2. Usar o “sim” como um “talvez”.

“A gente não quer ferir a outra pessoa, vamos falando devagarinho e, às vezes, não somos totalmente francos ou diretos”.

Assim, o “sim” vira “talvez”; o “talvez”, “não” e o “não” propriamente dito nunca aparece – nas promessas, é claro, porque na prática, está presente o tempo todo. Diante disso, alguns tendem a ficar confusos e, no pior dos cenários, frustrados.

3. Querer amigos, não gestores.

O ideal para quem mora condomínio é ter um síndico “inspirador, motivador, amigável e sociável”.

Ou seja, na prática, mais do que alguém que ajude a conseguir bons resultados administrativos com redução de despesas e melhoria na prestação de serviço, o condômino quer conviver com um síndico quem seja fácil se relacionar e que possa fazer vistas grossas a determinada situações e que consiga satisfazer a todos.

“O brasileiro tende a focar no relacionamento (amigo). Primeiro, ele tem que confiar e se dar bem. Depois, vem as obrigações”.

Isso se materializa, por exemplo, nas (“necessárias”) conversas pessoais antes de começar uma reunião, na ocupação do espaço do outro (nos comuns contatos físicos) e até em nossa (velada) dificuldade em separar o que é profissional do que é pessoal.

4. Ajustar o alcance da visão.

O brasileiro tende a ter uma visão de negócios focada no curto prazo. “Queremos fechar negócio, fazer movimentos rápidos”, diz. “Enquanto na cultura oriental, por exemplo, as pessoas não fazem negócios com quem não conhecem”.

Por outro lado, tendo em vista as condições do mercado no Brasil, aprende-se desde cedo que, muitas vezes, é preciso improvisar. Com isso, apesar de não elaborar planos rígidos, por exemplo, o brasileiro tende a guardar na manga um plano B. “Ou C ou D”.
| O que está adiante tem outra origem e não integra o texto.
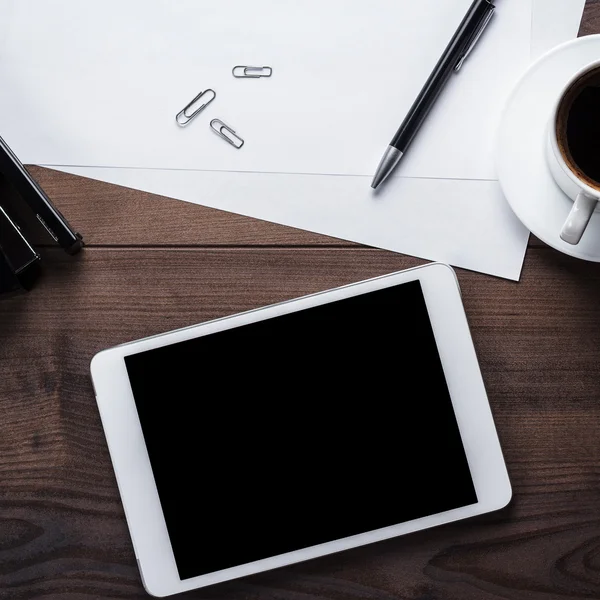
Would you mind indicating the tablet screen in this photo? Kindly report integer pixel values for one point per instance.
(300, 429)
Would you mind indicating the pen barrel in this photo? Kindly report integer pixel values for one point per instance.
(456, 49)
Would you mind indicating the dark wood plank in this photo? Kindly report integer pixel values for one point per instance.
(62, 530)
(107, 214)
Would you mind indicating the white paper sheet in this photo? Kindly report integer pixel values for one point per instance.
(99, 83)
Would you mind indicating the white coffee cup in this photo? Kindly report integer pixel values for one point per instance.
(584, 191)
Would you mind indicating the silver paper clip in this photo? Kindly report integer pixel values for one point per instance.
(251, 72)
(233, 138)
(183, 118)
5. Buscar exceções – o tempo todo.

“Nosso cotidiano é repleto de exceções”. É o código de conduta que não é seguido à risca; a lei que, na prática, “não é bem assim” e por aí vai. “Aos amigos tudo, ao inimigo a lei”.
Isso não é válido em outras culturas. “Tendemos a ser indisciplinados, precisamos trabalhar com regras rígidas para que o "jeitinho" seja controlado”.

Quando em contato com outras linhas corporativas, o brasileiro, além de ler, precisa seguir o manual – sem criar atalhos.

6. Não andar no ritmo dos ponteiros.

Uma consequência desta cultura de flexibilidade é a maneira como lidamos com o tempo. Atrasos fazem parte da rotina de muitas corporações por aqui. Quantas vezes, por exemplo, você foi pontual e teve que esperar alguns bons minutos para que a reunião começasse?

Em outros países ou culturas, esta rotina é quase um insulto. E não levar isso em conta quando você trabalha em equipes multiculturais pode ser danoso para a sua própria carreira.